3. The conveying device according to claim 1, wherein the urging force adjuster is configured to be moved in a direction intersecting the first direction, in conjunction with the change in the state of the guide member.

4. The conveying device according to claim 1,

wherein the frame comprises an engaging portion, and

wherein the urging force adjuster is engaged with the engaging portion when the guide member is in the first state.

5. The conveying device according to claim 1, wherein the guide member serves as at least a portion of a side wall of the housing.

6. The conveying device according to claim 1,

wherein the urging force applier comprises a resilient member and a cover which contacts an end portion of the resilient member,

wherein the cover is movable relative to the roller holder, and

wherein the resilient member is located between the roller holder and the cover and configured to urge the cover in a direction away from the roller holder.

7. The conveying device according to claim 1, wherein the urging force adjuster is formed integrally with the guide member and moved in conjunction with the change in the state of the guide member.

8. The conveying device according to claim 1,

wherein the urging force applier comprises: a resilient member configured to generate the urging force; and a cover which contacts an end portion of the resilient member, and

wherein when the guide member is in the first state, the urging force adjuster positions the cover at a first position at which the resilient member generates a first urging force, and when the guide member is in the second state, the urging force adjuster positions the cover at a second position at which the resilient member generates a second urging force.

9. The conveying device according to claim 8,

wherein the resilient member is a compression coil spring, and

wherein a length of the compression coil spring is less when the cover is located at the first position than when the cover is located at the second position.

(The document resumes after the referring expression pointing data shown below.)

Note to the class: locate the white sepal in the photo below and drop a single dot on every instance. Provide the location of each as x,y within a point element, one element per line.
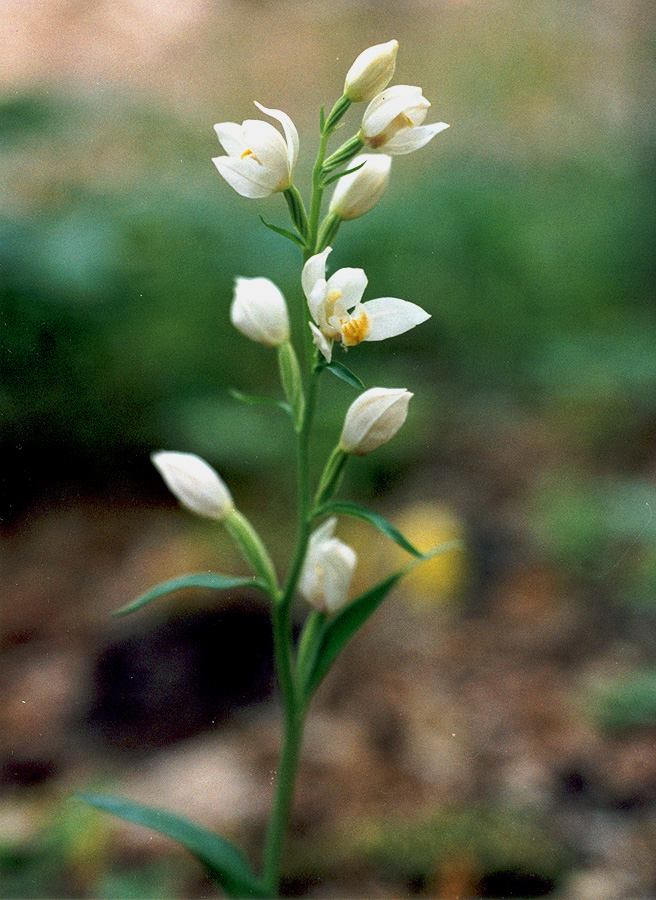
<point>356,193</point>
<point>259,311</point>
<point>392,121</point>
<point>260,161</point>
<point>371,72</point>
<point>373,418</point>
<point>195,483</point>
<point>325,579</point>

10. A conveying device, comprising:

a housing defining a conveyance path therein;

a guide rail in the housing;

a first roller disposed on the conveyance path;

a second roller opposed to the first roller;

a roller holder having first and second ends, the first end rotatably supporting a shaft of the second roller, the second end being pivotally attached to the guide rail;

a guide member pivotally attached to the housing having a side wall and a guide surface opposite the side wall, the guide member being movable between a first position in which the side wall forms a portion of a rear wall of the housing and the guide surface covers a part of the conveyance path, and a second position in which the guide surface is outside the housing and exposes the conveyance path;

a spring providing an urging force to the roller holder to bias the second roller toward the first roller;

a cover over a first end of the spring; and

a tab extending from the guide member and movable with the guide member, wherein when the guide member is in the first position the tab contacts the cover and the guide rail and interacts with the spring to adjust the urging force to a first value, and when the guide member is in the second position the urging force is adjusted to a second value when the guide member is in the second state, the second value being less than the first value.

11. The conveying device according to claim 10, wherein the second roller is above the first roller.

12. The conveying device according to claim 10, wherein the spring is between the guide rail and the roller holder.

13. The conveying device according to claim 10, wherein the tab is between the spring and the guide rail when the guide member is in the first position.

14. The conveying device according to claim 10, wherein the guide rail defines an opening that receives the first end of the roller holder to pivotally attach the first end of the roller holder to the guide rail.

15. The conveying device according to claim 10, wherein the tab includes a projection portion extending upward from the tab, wherein the projection portion is received in an opening in the guide rail when the guide member is in the first position.

16. The conveying device according to claim 10, wherein the second end of the roller holder is disposed between the shaft of the second roller and the guide member.